Mental health problems in children with intellectual disability: use of the Strengths and Difficulties Questionnaire.
The SDQ spots probable mental-health disorders in kids with ID six times more often than in typical peers, yet over half with high scores still lack care.
01Research in Context
What this study did
The team gave the Strengths and Difficulties Questionnaire (SDQ) to children with intellectual disability and to same-age peers without ID.
They compared how often each group scored in the elevated range to see if the SDQ could flag hidden mental-health needs.
What they found
Kids with ID landed in the elevated range six times more often than their peers.
Over half of those high-scoring children had not seen a mental-health worker in the past year.
How this fits with other research
Koskentausta et al. (2007) and Lecavalier et al. (2006) already showed that moderate ID, language delays, and family stress raise psychiatric risk; the new study gives you a one-page tool to turn those red flags into numbers.
O'Reilly et al. (2000) found half of students with severe ID had clinical-level problems; S et al. now show the SDQ catches the same alarm rate across the wider ID spectrum.

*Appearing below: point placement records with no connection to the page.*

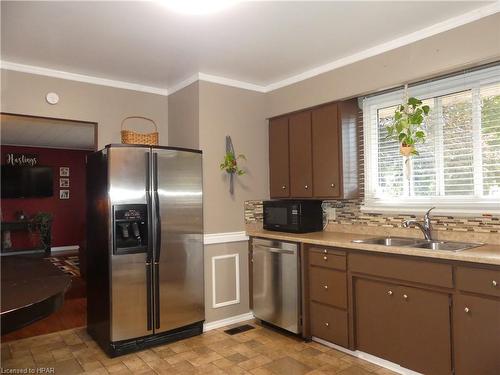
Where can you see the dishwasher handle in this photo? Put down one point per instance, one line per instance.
(275, 249)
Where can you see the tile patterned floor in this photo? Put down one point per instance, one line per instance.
(260, 351)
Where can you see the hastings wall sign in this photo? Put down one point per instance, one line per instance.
(21, 160)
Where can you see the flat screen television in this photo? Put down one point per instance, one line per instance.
(26, 182)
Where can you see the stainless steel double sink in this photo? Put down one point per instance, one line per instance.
(419, 243)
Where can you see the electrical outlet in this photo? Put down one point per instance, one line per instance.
(331, 213)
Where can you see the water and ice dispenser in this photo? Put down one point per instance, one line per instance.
(130, 224)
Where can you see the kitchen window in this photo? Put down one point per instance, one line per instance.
(458, 167)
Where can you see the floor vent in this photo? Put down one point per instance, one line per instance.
(239, 329)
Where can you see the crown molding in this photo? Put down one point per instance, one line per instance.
(231, 82)
(416, 36)
(8, 65)
(179, 86)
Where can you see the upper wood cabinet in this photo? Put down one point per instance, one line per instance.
(300, 155)
(278, 158)
(323, 152)
(326, 151)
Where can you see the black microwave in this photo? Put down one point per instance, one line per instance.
(296, 216)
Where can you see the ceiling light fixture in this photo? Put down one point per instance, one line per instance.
(198, 7)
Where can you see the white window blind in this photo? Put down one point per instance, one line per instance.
(458, 167)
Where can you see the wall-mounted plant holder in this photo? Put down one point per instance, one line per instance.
(230, 163)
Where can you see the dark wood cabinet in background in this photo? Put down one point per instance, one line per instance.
(375, 317)
(323, 153)
(476, 321)
(326, 149)
(408, 326)
(300, 155)
(424, 330)
(278, 158)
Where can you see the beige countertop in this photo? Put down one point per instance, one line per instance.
(485, 254)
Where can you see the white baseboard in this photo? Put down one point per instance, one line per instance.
(368, 357)
(64, 248)
(228, 321)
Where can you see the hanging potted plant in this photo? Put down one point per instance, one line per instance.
(230, 163)
(407, 127)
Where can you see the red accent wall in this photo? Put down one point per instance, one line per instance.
(68, 227)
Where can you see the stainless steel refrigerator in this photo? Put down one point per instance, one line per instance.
(144, 246)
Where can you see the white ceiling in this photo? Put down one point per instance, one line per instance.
(41, 132)
(261, 43)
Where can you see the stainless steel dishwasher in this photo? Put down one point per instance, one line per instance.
(276, 283)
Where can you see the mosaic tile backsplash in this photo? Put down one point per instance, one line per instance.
(348, 212)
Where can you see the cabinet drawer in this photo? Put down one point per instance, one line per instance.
(478, 280)
(418, 271)
(329, 323)
(328, 286)
(327, 258)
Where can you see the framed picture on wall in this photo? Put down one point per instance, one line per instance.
(64, 171)
(64, 182)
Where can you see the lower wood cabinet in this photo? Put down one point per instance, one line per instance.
(375, 319)
(476, 333)
(329, 323)
(408, 326)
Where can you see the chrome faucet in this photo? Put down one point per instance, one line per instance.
(425, 227)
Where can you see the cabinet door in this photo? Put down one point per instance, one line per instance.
(300, 155)
(278, 158)
(326, 151)
(329, 323)
(425, 338)
(376, 319)
(476, 327)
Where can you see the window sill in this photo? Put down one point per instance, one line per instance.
(459, 210)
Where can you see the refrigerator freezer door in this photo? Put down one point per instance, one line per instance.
(129, 179)
(179, 289)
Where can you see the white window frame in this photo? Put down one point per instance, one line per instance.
(461, 206)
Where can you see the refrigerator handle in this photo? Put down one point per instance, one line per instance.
(157, 207)
(149, 254)
(158, 242)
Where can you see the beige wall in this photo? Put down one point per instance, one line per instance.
(239, 113)
(183, 117)
(24, 93)
(473, 43)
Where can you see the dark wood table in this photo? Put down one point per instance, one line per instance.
(31, 289)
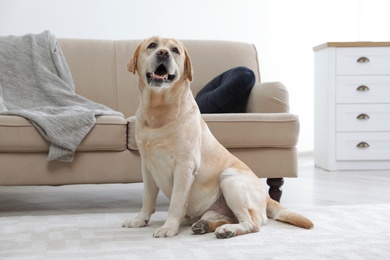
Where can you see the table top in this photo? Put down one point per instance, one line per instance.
(351, 44)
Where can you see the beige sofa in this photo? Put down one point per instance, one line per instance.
(265, 137)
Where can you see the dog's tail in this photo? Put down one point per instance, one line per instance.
(277, 212)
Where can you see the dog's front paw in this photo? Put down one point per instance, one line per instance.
(165, 232)
(130, 223)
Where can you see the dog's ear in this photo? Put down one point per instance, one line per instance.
(132, 65)
(187, 66)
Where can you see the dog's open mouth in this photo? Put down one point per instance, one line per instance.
(159, 76)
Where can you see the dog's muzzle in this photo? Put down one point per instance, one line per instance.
(160, 76)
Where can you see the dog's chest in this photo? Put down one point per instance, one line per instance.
(157, 150)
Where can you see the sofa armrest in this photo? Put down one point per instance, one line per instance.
(268, 97)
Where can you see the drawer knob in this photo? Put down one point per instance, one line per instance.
(363, 117)
(362, 145)
(363, 60)
(363, 88)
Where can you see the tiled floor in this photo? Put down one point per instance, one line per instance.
(313, 187)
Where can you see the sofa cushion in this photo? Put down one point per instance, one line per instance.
(17, 134)
(246, 130)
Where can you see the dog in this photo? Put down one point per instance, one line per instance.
(202, 179)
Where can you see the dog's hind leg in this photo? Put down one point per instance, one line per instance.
(209, 222)
(246, 199)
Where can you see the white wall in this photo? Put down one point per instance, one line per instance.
(284, 31)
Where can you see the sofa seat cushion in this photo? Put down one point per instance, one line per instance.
(17, 134)
(246, 130)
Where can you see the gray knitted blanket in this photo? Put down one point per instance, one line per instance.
(36, 83)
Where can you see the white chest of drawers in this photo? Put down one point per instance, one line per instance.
(352, 106)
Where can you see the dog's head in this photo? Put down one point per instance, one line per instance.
(160, 62)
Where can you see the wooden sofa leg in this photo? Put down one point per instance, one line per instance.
(275, 188)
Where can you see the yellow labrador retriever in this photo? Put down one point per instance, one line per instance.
(182, 158)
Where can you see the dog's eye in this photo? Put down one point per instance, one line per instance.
(152, 45)
(176, 50)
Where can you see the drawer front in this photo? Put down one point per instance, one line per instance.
(363, 89)
(362, 146)
(360, 118)
(363, 61)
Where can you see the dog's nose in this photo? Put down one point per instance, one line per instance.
(163, 54)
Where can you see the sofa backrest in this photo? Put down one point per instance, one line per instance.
(99, 67)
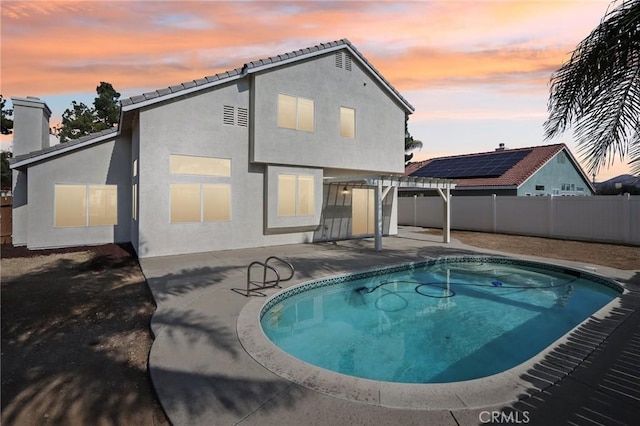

Amaral et al. (2019) later updated the risk list to include bullying and chronic pain; use the SDQ first, then scan for those newer factors if scores are high.
Why it matters
You can finish the 25-item SDQ in five minutes during intake. If the total score is elevated, treat it as a bright neon sign: refer for full assessment even when parents say everything is fine. The study proves you will miss far fewer hidden mood, behavior, or peer problems in kids with ID.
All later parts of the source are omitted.